Foundations in Cognition and Learning

Cognition and Learning is designed for students interested in theories of human cognition and learning, and experimental approaches to learning, memory, language, reasoning, and problem solving. The culminating experience for master's students in this concentration is to conduct an empirical research study in the area of cognition or learning.

Intelligent Technologies

Intelligent Technologies offers a program of study for students whose interests include developing cognitive science-based theoretical frameworks for informing the design of educational technology, as well as for students wishing to create educational applications that serve as test beds for such theoretical frameworks. By offering this area of focus, the Program in Cognitive Studies in Education recognizes the importance of computational and allied technologies to both guide and be guided by cognitive research. Many of the courses in this area of focus are cross-listed with the programs in Communication, Computing, and Instructional Technology in the Department of Mathematics, Science and Technology. As a culminating experience, master's students in this area of focus create and evaluate an educational technology application.
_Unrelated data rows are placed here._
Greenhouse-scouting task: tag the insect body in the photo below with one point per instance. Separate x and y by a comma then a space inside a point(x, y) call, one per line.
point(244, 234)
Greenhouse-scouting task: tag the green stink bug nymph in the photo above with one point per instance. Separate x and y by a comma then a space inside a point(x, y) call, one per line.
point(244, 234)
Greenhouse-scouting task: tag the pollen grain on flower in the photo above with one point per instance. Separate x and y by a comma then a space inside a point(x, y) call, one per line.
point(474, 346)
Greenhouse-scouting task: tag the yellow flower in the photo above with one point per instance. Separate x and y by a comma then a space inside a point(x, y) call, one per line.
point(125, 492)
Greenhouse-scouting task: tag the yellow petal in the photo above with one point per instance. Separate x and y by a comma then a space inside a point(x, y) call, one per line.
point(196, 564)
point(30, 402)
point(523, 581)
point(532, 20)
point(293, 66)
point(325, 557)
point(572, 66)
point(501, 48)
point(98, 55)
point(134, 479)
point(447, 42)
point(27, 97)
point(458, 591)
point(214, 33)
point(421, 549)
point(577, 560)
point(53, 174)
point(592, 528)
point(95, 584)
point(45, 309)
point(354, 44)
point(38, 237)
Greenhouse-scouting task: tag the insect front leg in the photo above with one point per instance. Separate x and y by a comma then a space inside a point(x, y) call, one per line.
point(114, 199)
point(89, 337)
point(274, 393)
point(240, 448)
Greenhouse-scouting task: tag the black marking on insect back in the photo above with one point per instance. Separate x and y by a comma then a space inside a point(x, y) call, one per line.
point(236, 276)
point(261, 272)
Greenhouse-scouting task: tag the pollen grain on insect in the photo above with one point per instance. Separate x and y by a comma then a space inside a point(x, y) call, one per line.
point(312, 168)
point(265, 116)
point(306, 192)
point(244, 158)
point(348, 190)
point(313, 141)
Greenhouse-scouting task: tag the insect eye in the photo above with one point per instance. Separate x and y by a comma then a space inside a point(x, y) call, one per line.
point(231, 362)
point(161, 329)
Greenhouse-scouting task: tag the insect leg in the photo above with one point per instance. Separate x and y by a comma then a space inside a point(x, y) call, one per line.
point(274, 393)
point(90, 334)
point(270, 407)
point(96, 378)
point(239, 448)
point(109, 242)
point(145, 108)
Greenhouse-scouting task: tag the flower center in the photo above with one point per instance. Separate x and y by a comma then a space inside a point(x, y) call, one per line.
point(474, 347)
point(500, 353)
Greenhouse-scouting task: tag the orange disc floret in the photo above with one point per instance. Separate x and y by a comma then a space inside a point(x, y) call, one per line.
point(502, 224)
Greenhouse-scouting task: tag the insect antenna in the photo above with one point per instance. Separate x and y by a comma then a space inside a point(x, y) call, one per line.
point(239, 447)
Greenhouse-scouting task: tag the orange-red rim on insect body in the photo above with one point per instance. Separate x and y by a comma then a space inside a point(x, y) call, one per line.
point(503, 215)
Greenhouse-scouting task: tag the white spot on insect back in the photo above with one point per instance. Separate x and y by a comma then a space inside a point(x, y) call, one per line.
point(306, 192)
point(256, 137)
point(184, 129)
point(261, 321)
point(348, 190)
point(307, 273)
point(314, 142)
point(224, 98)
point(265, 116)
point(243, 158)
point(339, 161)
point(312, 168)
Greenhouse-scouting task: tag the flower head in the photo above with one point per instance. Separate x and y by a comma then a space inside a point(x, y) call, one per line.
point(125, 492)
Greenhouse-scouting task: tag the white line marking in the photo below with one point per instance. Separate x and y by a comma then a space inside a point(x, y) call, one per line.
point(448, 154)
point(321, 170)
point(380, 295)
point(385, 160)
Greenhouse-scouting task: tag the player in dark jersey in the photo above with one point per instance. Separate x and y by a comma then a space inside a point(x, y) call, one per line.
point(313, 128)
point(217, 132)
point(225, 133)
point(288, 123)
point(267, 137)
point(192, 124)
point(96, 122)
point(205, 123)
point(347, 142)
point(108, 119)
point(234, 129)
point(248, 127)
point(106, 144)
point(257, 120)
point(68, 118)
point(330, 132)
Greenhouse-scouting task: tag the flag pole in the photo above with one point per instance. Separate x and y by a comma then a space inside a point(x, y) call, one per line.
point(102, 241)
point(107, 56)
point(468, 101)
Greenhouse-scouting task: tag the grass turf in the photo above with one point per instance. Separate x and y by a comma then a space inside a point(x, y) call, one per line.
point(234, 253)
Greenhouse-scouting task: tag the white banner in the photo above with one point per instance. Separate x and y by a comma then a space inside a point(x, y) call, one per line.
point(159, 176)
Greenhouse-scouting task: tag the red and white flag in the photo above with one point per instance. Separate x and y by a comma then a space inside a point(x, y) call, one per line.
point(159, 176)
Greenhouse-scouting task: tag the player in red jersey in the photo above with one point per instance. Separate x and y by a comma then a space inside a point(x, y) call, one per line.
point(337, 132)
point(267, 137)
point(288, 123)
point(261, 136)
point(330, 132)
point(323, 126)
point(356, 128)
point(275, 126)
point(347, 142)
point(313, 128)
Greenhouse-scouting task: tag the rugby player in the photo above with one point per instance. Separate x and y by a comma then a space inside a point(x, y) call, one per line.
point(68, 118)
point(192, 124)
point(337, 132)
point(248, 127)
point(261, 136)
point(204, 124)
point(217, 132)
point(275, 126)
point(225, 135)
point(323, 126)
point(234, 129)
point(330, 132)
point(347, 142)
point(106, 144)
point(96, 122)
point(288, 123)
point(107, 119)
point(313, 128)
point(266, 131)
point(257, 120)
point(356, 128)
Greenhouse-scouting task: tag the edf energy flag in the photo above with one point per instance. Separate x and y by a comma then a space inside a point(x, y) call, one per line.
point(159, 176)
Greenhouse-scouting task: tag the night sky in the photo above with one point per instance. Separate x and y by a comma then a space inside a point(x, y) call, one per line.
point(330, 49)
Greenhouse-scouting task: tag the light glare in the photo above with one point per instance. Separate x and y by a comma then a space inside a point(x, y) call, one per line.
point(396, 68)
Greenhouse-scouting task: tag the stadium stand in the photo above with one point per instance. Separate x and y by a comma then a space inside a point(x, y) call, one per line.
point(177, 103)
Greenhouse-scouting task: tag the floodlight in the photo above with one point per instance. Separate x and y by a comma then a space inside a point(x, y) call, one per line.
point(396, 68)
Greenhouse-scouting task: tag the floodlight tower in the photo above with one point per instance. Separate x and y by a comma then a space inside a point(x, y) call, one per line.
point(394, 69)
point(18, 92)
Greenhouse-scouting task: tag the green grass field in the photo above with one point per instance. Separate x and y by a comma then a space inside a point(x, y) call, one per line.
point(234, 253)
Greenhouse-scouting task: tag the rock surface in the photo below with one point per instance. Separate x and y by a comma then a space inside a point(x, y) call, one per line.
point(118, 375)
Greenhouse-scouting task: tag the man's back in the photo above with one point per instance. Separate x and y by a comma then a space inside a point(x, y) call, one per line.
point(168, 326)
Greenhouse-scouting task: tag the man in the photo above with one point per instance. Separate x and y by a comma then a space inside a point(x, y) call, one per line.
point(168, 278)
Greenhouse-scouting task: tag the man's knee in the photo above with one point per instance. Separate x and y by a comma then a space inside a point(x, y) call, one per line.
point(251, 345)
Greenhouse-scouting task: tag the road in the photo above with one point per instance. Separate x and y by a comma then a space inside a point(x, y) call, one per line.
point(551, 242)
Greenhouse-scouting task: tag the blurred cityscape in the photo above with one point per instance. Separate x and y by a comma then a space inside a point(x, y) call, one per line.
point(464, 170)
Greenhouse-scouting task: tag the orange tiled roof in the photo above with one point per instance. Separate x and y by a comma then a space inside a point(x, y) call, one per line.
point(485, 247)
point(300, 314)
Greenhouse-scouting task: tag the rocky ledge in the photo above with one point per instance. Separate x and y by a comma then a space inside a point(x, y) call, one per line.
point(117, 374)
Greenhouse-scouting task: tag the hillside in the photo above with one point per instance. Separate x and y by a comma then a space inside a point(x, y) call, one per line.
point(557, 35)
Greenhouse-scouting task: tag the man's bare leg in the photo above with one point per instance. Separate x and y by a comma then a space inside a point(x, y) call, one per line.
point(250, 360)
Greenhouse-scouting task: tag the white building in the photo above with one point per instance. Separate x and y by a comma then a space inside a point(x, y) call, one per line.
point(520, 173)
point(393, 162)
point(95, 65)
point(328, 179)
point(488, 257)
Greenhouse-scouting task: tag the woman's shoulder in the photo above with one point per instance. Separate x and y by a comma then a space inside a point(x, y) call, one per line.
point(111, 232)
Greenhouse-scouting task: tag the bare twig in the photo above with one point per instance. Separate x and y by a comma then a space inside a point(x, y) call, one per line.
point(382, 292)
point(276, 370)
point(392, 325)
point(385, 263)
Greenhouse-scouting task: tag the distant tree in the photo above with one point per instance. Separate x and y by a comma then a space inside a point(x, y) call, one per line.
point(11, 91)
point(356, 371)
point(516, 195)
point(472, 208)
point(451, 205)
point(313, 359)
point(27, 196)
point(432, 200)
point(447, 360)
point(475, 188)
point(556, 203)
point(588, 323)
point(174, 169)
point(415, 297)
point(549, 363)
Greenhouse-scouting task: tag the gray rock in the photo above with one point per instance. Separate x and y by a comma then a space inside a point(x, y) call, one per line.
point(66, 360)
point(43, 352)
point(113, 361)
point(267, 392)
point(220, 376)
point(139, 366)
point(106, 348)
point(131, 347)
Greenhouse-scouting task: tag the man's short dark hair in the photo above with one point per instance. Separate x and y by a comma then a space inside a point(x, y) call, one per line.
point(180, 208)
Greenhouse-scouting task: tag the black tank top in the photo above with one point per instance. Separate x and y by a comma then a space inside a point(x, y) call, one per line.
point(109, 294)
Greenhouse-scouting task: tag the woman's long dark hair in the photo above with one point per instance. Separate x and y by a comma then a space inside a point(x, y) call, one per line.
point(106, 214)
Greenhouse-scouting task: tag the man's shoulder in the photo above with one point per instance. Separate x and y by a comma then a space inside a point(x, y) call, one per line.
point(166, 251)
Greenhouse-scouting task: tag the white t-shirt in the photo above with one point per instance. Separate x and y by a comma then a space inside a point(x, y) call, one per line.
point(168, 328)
Applications is for students interested in understanding and facilitating the thinking and learning involved in educational activities. Students will learn about cognitive processes involved in both formal and informal education and how they are influenced by various factors, including classroom structure, teacher belief systems, student motivation, and educational policy. The focus on understanding cognitive processes and development is designed to help prospective and practicing teachers and other educators improve educational practice. The culminating experience for master's students is an empirical study of cognition in a classroom setting.